Intertemporal choice involves deciding between smaller, sooner and larger, later rewards. People tend to prefer smaller rewards that are available earlier to larger rewards available later, a ...phenomenon referred to as temporal or delay discounting. Despite its ubiquity in human and non-human animals, temporal discounting is subject to considerable individual differences. Here, we provide a critical narrative review of this literature and make suggestions for future work. We conclude that temporal discounting is associated with key socio-economic and health-related variables. Regarding personality, large-scale studies have found steeper temporal discounting to be associated with higher levels of self-reported impulsivity and extraversion; however, effect sizes are small.
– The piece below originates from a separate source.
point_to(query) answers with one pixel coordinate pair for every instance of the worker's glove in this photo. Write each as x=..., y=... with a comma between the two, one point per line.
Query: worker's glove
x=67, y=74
Temporal discounting correlates negatively with future-oriented cognitive styles and inhibitory control, again with small effect sizes. There are consistent associations between steeper temporal discounting and lower intelligence, with effect sizes exceeding those of personality or cognitive variables, although socio-demographic moderator variables may play a role. Neuroimaging evidence of brain structural and functional correlates is not yet consistent, neither with regard to areas nor directions of effects. Finally, following early candidate gene studies, recent Genome Wide Association Study (GWAS) approaches have revealed the molecular genetic architecture of temporal discounting to be more complex than initially thought. Overall, the study of individual differences in temporal discounting is a maturing field that has produced some replicable findings. Effect sizes are small-to-medium, necessitating future hypothesis-driven work that prioritizes large samples with adequate power calculations. More research is also needed regarding the neural origins of individual differences in temporal discounting as well as the mediating neural mechanisms of associations of temporal discounting with personality and cognitive variables.